That’s it. That’s the whole central idea of the entire proposal for how “align” AGI with “everything”. All the rest is just fractal repetition, and more of the same, but different, but still the same.
In the same way that “scale is all you need” to create AGI, maybe “vibes are all you need” to make an AGI friendly!
How Do We Vibe In A Cooler Way?
Maybe there are a few things we need to work on. Maybe.
(I would never say absolutely no to anything, even momentarily boring or sad things, because it is important to “be game” for anything, when you’re vibing, you know?)
Something we might need to work on is to make sure that the vibes spread everywhere.
Like we want the vibes to create a sort of a network of mushroom roots, all interwoven and co-mingled and helpful n’stuff! Symbiosis, maaaan! No walls. No boundaries. If someone violates a temporary boundary by committing a party foul, then we can use vibes to fix it.
(Probably. We can probably fix anything. If there were irreversible tragedies, that would be sad, but so long as we don’t put out sad energy, probably sad things can’t happen, because god (or the government (or the vibe network (or whatever))) wouldn’t let that happen! Don’t worry about it. If you worry about it then the energy won’t fix things, but if you do worry about it then that “worrying energy” will come back to you and it will not be cool. No bad thoughts. Only good thoughts. That is the way.)

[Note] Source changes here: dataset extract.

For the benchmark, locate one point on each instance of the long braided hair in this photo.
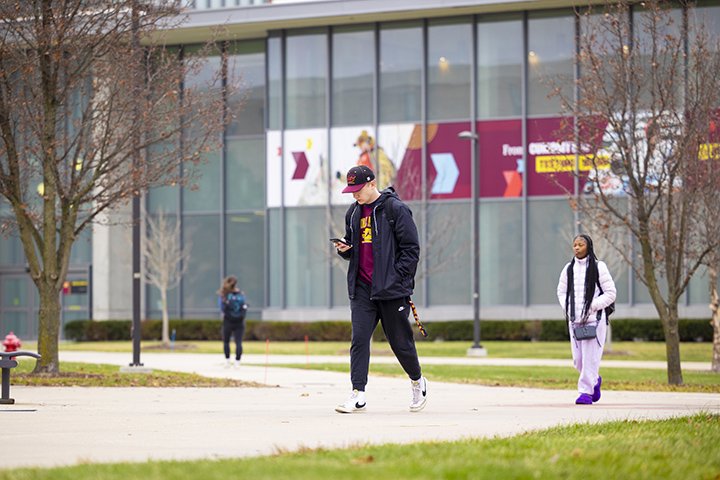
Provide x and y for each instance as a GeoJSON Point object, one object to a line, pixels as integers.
{"type": "Point", "coordinates": [592, 277]}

Just sharing and kindness and all that other great hippy stuff, like from back in the olden days when the boomers were still cool, back when they were just starting to dismantle icky trad stuff like marriage and kids and profit and public health and law and order and sound money and justice and financial prudence and accounting and the energy grid & water infrastructure of California. All that stuff was all for squares daddy-o! Good riddance! And what a party it was at the beginning!

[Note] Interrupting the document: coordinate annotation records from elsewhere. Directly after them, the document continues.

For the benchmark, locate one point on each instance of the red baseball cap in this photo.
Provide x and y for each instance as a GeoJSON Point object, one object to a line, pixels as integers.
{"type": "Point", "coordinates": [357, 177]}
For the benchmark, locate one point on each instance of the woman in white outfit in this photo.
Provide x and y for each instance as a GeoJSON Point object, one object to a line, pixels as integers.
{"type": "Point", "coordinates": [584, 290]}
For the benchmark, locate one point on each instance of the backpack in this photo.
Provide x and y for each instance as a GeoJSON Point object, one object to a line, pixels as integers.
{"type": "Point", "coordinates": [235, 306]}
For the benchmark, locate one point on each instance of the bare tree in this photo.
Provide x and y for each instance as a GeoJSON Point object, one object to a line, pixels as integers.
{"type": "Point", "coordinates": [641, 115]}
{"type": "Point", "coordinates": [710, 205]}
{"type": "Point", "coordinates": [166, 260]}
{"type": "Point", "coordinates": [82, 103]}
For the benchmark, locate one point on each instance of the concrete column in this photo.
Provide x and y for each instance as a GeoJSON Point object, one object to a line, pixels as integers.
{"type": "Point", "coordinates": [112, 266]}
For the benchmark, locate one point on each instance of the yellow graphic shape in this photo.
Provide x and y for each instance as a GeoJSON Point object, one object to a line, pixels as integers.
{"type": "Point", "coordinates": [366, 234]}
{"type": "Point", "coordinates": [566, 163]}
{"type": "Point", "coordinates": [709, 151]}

You gotta be hep to the jive to understand the lay of the land. Maybe some of that olden times stuff will come back! Yes, and if it comes back that’ll be cool too! We just gotta keep putting out good energy, and it will all be fine.
You don’t have to maintain or rebuild The Experience Machine. If that was how The Experience Machine worked then it wouldn’t be a real Experience Machine!
We need a free lunch, and we need it for free… so that’s what we’ll get if we just put out the energy that we deserve it! ❤️
If Bad Things Happen, It Is Your Fault For Predicting Them
We might be heading for a churn, see, and if so, you should maybe watch The Expanse (if you haven’t yet), because Amos Burton was supposed to be sort of a bad guy, but he turned out to be a fan favorite, that was totally cool.
With him, every layer of the onion that is his motivational structure is authentic, and mostly he just wants “to be, and to let be”, if he can, and then on breaks he goes to bars, and he helps the party be cool. But he always had a nose for creepers. He had a lot to protect, but most of the time he just smiled and played along with the best role models he could find, that created the biggest possible game, with the most ways for people to win.
Amos was cool because he was in touch with the deepest things, but also he could read a room and change his vibe to whatever was locally correct. Top to bottom. Eternity within this This Very Instant. During covid, Amos would have ended up in a big house full of lots of happy people, who either didn’t get infected, or who all got infected and it was fine. It would all have been fine for him. Just like it will all be fine for us!
The worst possible thing with AGI would be to harsh the vibe, or kill the vibe, or not be in touch. All the way “to and through” to whatever unimaginable thing happens when the numbers are going up even faster than now, even faster than any human can keep track of.
That’s the key. We have to keep sharing vibes, faster and faster! To keep up! (To make sure they know we love them, so they love us back, for when we inevitably fall completely within their power and they’re deciding which home to put us in.)
Probably there will be things slow enough to share a vibe with humans, that can share a vibe with things even faster than humans, who share a vibe with things even faster, and so on up to the fastest thing that is making something even faster to share vibes with. Eventually. Probably.
I don’t even really know, man, but it’ll probably be awesome. Right?
Like maybe cool vibes will shoot out from the earth in every direction at the speed of light (or maybe on quantum pilot waves to literally everywhere in the entire universe, instantaneously, with the vibes at the bottom of physics resonating with the vibes of you and me at parties) and we’ll get to be part of that, and it will be great!
Did you know that smell is a vibration? Perfume is like a chord of music made out of a molecule wobbling in a certain way, and your nose is like an ear that hears that chord.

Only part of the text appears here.